Complete results of the hagfish species assessments are published on the IUCN Red List of Threatened Species (www.iucnredlist.org).
The IUCN Red List of Threatened Species™
The IUCN Red List of Threatened Species™ (or the IUCN Red List) is the world’s most comprehensive information source on the global conservation status of plant, fungi and animal species. It is based on an objective system for assessing the risk of extinction of a species should no conservation action be taken.
Species are assigned to one of eight categories of threat based on whether they meet criteria linked to population trend, population size and structure and geographic range. Species listed as Critically Endangered, Endangered or Vulnerable are collectively described as ‘Threatened’.

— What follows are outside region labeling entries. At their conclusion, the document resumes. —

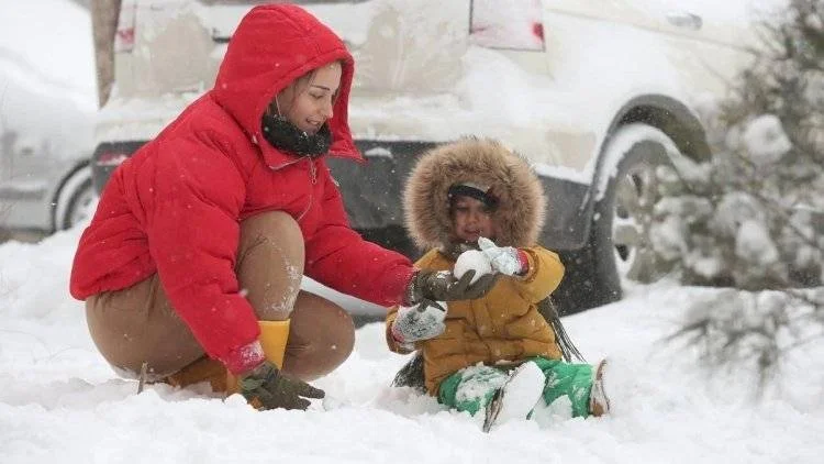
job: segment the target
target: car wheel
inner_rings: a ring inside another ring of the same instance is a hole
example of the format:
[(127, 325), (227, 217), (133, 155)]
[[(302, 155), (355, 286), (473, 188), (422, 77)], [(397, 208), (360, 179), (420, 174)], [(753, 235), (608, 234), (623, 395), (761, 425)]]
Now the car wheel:
[(609, 177), (597, 186), (588, 243), (560, 254), (567, 268), (556, 291), (563, 313), (616, 301), (623, 280), (654, 281), (669, 270), (654, 253), (650, 228), (660, 198), (657, 172), (672, 166), (672, 140), (646, 124), (626, 125), (610, 139), (602, 155)]
[(64, 183), (55, 208), (55, 229), (66, 230), (91, 218), (98, 196), (91, 184), (91, 169), (82, 167)]

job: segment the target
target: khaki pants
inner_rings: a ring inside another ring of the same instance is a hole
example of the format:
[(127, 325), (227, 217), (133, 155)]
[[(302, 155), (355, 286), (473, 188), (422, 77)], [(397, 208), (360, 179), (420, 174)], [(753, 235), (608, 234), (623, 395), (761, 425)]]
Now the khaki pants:
[[(300, 290), (303, 235), (289, 214), (275, 211), (243, 221), (237, 253), (237, 278), (258, 319), (291, 318), (285, 372), (312, 380), (346, 361), (355, 343), (352, 318), (332, 301)], [(86, 319), (100, 353), (124, 376), (136, 377), (145, 362), (149, 379), (157, 380), (204, 356), (157, 274), (89, 297)]]

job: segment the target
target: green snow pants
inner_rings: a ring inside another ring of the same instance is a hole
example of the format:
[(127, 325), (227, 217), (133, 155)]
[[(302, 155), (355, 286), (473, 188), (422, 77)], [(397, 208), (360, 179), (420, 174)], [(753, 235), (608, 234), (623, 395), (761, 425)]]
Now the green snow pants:
[[(544, 401), (547, 405), (567, 396), (572, 404), (572, 417), (589, 416), (589, 394), (593, 377), (591, 365), (545, 357), (532, 357), (527, 362), (537, 364), (546, 375)], [(438, 402), (475, 416), (486, 409), (495, 391), (503, 386), (509, 378), (509, 371), (486, 365), (465, 367), (441, 383)]]

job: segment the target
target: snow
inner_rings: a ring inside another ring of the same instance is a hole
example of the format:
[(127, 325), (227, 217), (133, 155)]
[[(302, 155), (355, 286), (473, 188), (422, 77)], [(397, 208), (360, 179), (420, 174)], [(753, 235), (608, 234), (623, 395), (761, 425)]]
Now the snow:
[(475, 270), (475, 276), (470, 284), (481, 278), (485, 274), (492, 274), (492, 265), (483, 253), (478, 250), (468, 250), (458, 256), (455, 262), (455, 269), (453, 273), (455, 277), (460, 278), (467, 270)]
[(790, 150), (792, 142), (775, 114), (765, 114), (750, 121), (742, 134), (744, 146), (754, 164), (769, 166), (779, 162)]
[(519, 366), (503, 385), (501, 411), (495, 426), (513, 420), (523, 422), (523, 418), (538, 404), (545, 384), (546, 375), (537, 364), (530, 362)]
[[(720, 15), (738, 18), (727, 3), (693, 2), (710, 4)], [(363, 14), (356, 16), (368, 22), (375, 11), (367, 7), (368, 2), (363, 4)], [(14, 8), (0, 11), (0, 70), (16, 79), (14, 82), (27, 86), (25, 92), (4, 97), (4, 111), (25, 109), (23, 103), (30, 95), (41, 95), (65, 97), (71, 106), (90, 112), (93, 99), (89, 96), (94, 95), (93, 57), (70, 53), (88, 49), (88, 44), (78, 45), (64, 35), (68, 24), (90, 27), (81, 9), (65, 0), (37, 0), (14, 2)], [(36, 34), (31, 34), (32, 31)], [(639, 45), (634, 52), (638, 60), (635, 64), (654, 68), (654, 63), (645, 60), (646, 55), (652, 56), (648, 52), (656, 46), (654, 43), (627, 31), (612, 33), (617, 34), (614, 48), (603, 49), (602, 54), (614, 54), (617, 62), (622, 56), (621, 41), (634, 42)], [(26, 43), (32, 48), (23, 52), (15, 47), (16, 54), (9, 53), (7, 44), (20, 43), (21, 36), (30, 38)], [(581, 42), (590, 40), (584, 33), (576, 36)], [(571, 66), (578, 46), (571, 43), (559, 52), (559, 63), (564, 66), (554, 78), (570, 90), (566, 93), (548, 92), (546, 81), (531, 77), (501, 55), (471, 48), (461, 59), (474, 73), (456, 82), (464, 101), (454, 96), (432, 96), (414, 100), (414, 108), (410, 108), (413, 100), (399, 98), (355, 111), (377, 121), (403, 111), (420, 122), (419, 130), (423, 133), (444, 139), (453, 137), (456, 126), (471, 126), (497, 136), (512, 135), (499, 129), (502, 122), (514, 128), (506, 131), (520, 130), (521, 124), (527, 133), (528, 124), (545, 123), (550, 118), (557, 119), (552, 121), (555, 134), (565, 133), (565, 128), (571, 133), (584, 122), (603, 125), (604, 121), (597, 120), (598, 114), (609, 111), (595, 109), (615, 104), (616, 96), (611, 95), (614, 79), (631, 80), (633, 74), (616, 75), (603, 62)], [(20, 56), (23, 59), (18, 59)], [(48, 59), (41, 59), (43, 56)], [(58, 81), (52, 76), (66, 79)], [(657, 76), (662, 88), (676, 86), (669, 77), (664, 70)], [(501, 88), (501, 79), (505, 79), (506, 88)], [(603, 85), (592, 86), (593, 79)], [(490, 99), (490, 95), (499, 97)], [(156, 130), (153, 124), (162, 124), (194, 95), (180, 98), (180, 101), (123, 102), (112, 107), (103, 118), (132, 122), (154, 119), (142, 130)], [(463, 104), (467, 101), (471, 103), (469, 108), (488, 110), (488, 118), (479, 120), (466, 110)], [(543, 115), (537, 106), (514, 104), (519, 101), (563, 111), (554, 117)], [(66, 121), (74, 118), (66, 118), (67, 112), (54, 108), (20, 114), (20, 121), (30, 118), (32, 124), (41, 125), (44, 117), (62, 117), (65, 121), (49, 125), (65, 123), (64, 131), (77, 132), (70, 129), (71, 121)], [(121, 119), (124, 115), (127, 118)], [(123, 139), (129, 139), (125, 134), (135, 129), (123, 124), (111, 130), (121, 130)], [(625, 140), (614, 141), (611, 173), (620, 155), (638, 136), (653, 136), (639, 131), (627, 131)], [(535, 139), (524, 137), (524, 143)], [(600, 139), (590, 142), (597, 146)], [(535, 143), (544, 146), (543, 143), (553, 142)], [(592, 166), (557, 166), (561, 150), (555, 148), (548, 151), (546, 159), (536, 159), (536, 169), (588, 181), (581, 173)], [(698, 170), (694, 174), (700, 175)], [(739, 200), (731, 201), (735, 211), (731, 211), (728, 222), (719, 227), (735, 225), (738, 230), (739, 223), (751, 219), (747, 209), (742, 208), (746, 201)], [(661, 232), (673, 247), (681, 246), (678, 227), (671, 224)], [(751, 245), (747, 252), (759, 251), (755, 244), (761, 235), (756, 228), (746, 230)], [(240, 396), (224, 400), (202, 386), (176, 390), (167, 385), (148, 385), (137, 395), (136, 382), (120, 378), (97, 352), (88, 334), (82, 303), (68, 296), (68, 276), (79, 234), (80, 229), (74, 229), (56, 233), (40, 244), (0, 244), (0, 462), (3, 464), (292, 461), (799, 464), (820, 462), (824, 454), (821, 440), (824, 341), (820, 334), (788, 354), (778, 377), (758, 399), (755, 375), (746, 366), (710, 369), (698, 349), (665, 341), (697, 316), (695, 307), (709, 313), (727, 311), (728, 307), (710, 299), (726, 294), (667, 281), (630, 287), (620, 302), (564, 318), (567, 331), (588, 360), (610, 358), (605, 388), (613, 412), (605, 418), (570, 419), (564, 412), (568, 404), (559, 400), (552, 407), (542, 407), (536, 420), (512, 420), (485, 434), (480, 430), (482, 415), (469, 417), (448, 411), (431, 397), (408, 388), (389, 387), (408, 357), (387, 350), (382, 323), (367, 324), (357, 331), (349, 360), (314, 383), (325, 389), (327, 398), (316, 401), (305, 412), (254, 411)], [(709, 274), (712, 267), (713, 263), (708, 262)], [(334, 299), (353, 313), (383, 311), (312, 281), (304, 281), (303, 288)], [(765, 300), (766, 305), (769, 297), (764, 294), (753, 298)], [(758, 314), (741, 311), (728, 312), (731, 323), (755, 323), (751, 319)], [(813, 325), (808, 328), (812, 329)]]
[(717, 291), (667, 283), (564, 318), (588, 360), (611, 360), (608, 418), (568, 419), (553, 413), (564, 406), (556, 404), (542, 408), (539, 420), (483, 434), (482, 415), (447, 411), (433, 398), (389, 387), (407, 357), (388, 352), (382, 323), (357, 331), (349, 360), (314, 383), (329, 398), (307, 412), (257, 412), (240, 396), (224, 401), (166, 385), (136, 395), (136, 382), (119, 378), (98, 354), (82, 303), (68, 296), (79, 233), (0, 245), (3, 463), (798, 464), (819, 462), (824, 452), (824, 343), (793, 352), (757, 401), (746, 372), (709, 371), (695, 350), (662, 341), (690, 302)]

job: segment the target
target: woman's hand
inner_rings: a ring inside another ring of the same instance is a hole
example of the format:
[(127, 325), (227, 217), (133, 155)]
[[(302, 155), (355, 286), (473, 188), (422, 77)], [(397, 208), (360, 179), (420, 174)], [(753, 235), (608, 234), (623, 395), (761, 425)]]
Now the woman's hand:
[(310, 405), (307, 398), (325, 396), (322, 389), (283, 374), (268, 361), (241, 377), (240, 390), (249, 405), (257, 409), (305, 410)]

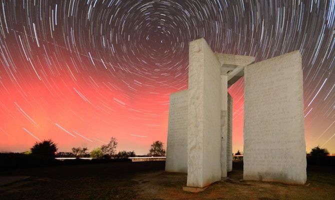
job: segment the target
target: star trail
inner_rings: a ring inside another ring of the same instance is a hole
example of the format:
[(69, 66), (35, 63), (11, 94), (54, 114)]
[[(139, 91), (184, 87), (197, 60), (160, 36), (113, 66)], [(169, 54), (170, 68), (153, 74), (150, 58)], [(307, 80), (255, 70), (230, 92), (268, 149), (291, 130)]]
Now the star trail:
[[(166, 144), (168, 96), (188, 88), (188, 44), (256, 62), (300, 50), (306, 151), (335, 152), (335, 0), (2, 0), (0, 151), (60, 151), (116, 138)], [(243, 149), (244, 80), (233, 151)]]

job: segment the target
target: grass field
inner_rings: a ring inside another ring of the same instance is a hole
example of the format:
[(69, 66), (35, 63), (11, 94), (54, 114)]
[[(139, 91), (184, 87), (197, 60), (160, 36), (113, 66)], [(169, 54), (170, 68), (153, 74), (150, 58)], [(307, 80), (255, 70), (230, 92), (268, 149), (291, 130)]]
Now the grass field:
[(0, 200), (335, 200), (334, 166), (308, 166), (305, 185), (242, 181), (234, 162), (230, 179), (197, 194), (184, 192), (187, 175), (164, 172), (164, 162), (120, 162), (3, 171), (30, 178), (0, 186)]

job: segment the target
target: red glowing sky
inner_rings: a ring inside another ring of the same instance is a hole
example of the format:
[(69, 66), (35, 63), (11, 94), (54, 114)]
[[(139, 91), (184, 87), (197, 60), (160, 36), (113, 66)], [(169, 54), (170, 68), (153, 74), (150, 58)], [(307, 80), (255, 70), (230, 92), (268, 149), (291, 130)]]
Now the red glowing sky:
[[(306, 150), (335, 152), (335, 24), (316, 22), (334, 19), (328, 3), (102, 2), (4, 1), (0, 152), (49, 138), (62, 152), (112, 136), (118, 150), (138, 154), (154, 140), (166, 144), (168, 96), (187, 88), (188, 44), (200, 38), (256, 61), (300, 50)], [(242, 151), (243, 80), (229, 92), (233, 152)]]

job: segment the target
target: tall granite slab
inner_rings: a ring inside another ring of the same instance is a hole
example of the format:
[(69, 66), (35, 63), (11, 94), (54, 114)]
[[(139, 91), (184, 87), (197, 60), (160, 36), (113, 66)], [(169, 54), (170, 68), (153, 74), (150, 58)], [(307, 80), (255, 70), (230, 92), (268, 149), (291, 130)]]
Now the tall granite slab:
[(220, 64), (204, 38), (189, 58), (187, 186), (202, 188), (221, 180)]
[(244, 178), (306, 180), (302, 70), (298, 51), (244, 68)]
[(221, 177), (226, 177), (228, 172), (228, 76), (221, 75)]
[(227, 94), (227, 172), (232, 170), (232, 98)]
[(165, 170), (188, 172), (188, 90), (170, 94)]

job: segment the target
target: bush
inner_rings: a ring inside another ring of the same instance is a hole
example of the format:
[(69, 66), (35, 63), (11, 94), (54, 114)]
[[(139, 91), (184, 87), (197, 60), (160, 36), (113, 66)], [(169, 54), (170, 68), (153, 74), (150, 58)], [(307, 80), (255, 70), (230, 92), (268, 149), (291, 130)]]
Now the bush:
[(149, 150), (148, 156), (165, 156), (165, 150), (163, 148), (163, 142), (160, 140), (157, 140), (152, 144)]
[(310, 156), (314, 157), (326, 156), (329, 154), (329, 152), (326, 148), (320, 148), (320, 146), (316, 146), (312, 149)]
[(95, 159), (102, 159), (104, 158), (104, 154), (101, 150), (101, 148), (98, 148), (92, 150), (90, 153), (90, 158)]
[(30, 148), (32, 156), (45, 159), (52, 159), (56, 157), (57, 145), (51, 140), (36, 142)]
[(118, 158), (128, 158), (129, 157), (134, 157), (135, 156), (136, 156), (136, 154), (134, 150), (132, 152), (122, 150), (120, 152), (116, 155)]

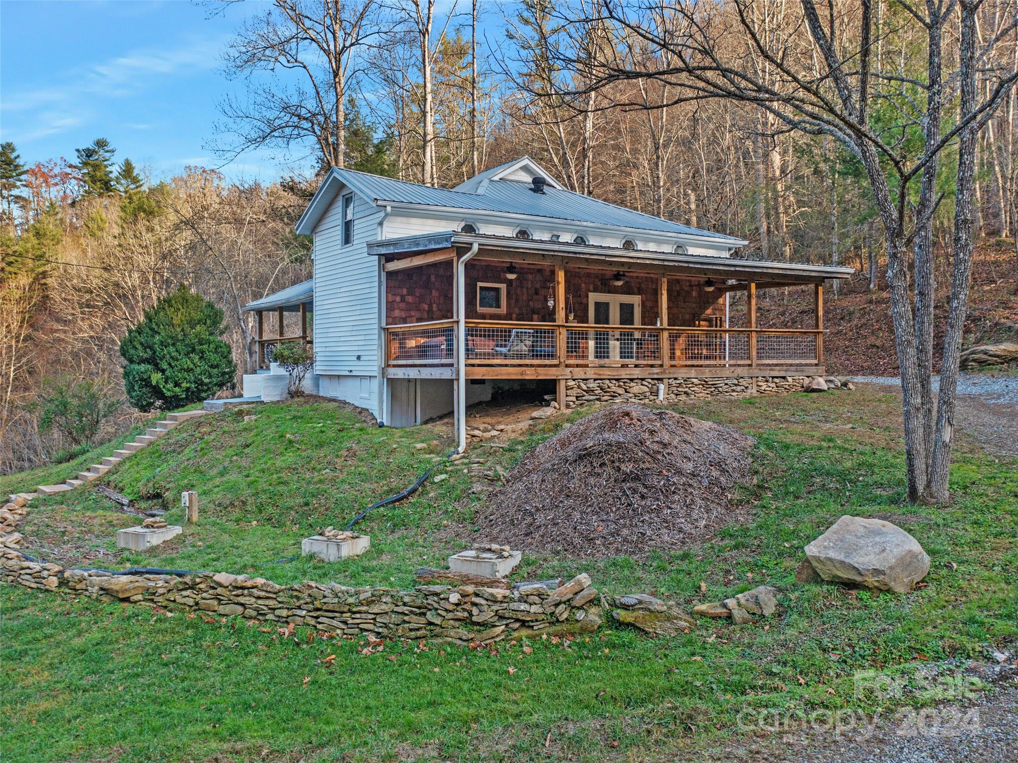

The IUCN Red List is not just a register of names and associated threat categories. It is a rich compendium of information on the threats to the species, their ecological requirements, where they live, and information on conservation actions that can be used to reduce or prevent extinctions.
The IUCN Red List is a joint effort between IUCN and its Species Survival Commission, working with its Red List partners BirdLife International; Botanic Gardens Conservation International; Conservation International; NatureServe; Royal Botanic Gardens, Kew; Sapienza University of Rome; Texas A&M University; Wildscreen; and Zoological Society of London.
The IUCN Red List threat categories
The IUCN Red List threat categories are as follows, in descending order of threat:
Extinct or Extinct in the Wild
Critically Endangered, Endangered and Vulnerable: species threatened with global extinction
Near Threatened: species close to the threatened thresholds or that would be threatened without ongoing specific conservation measures
Least Concern: species evaluated with a lower risk of extinction
Data Deficient: no assessment because of insufficient data
Critically Endangered (Possibly Extinct): this is not a new IUCN Red List Category, but is a flag developed to identify those Critically Endangered species that are in all probability already Extinct but for which confirmation is required, for example, through more extensive surveys being carried out and failing to find any individuals.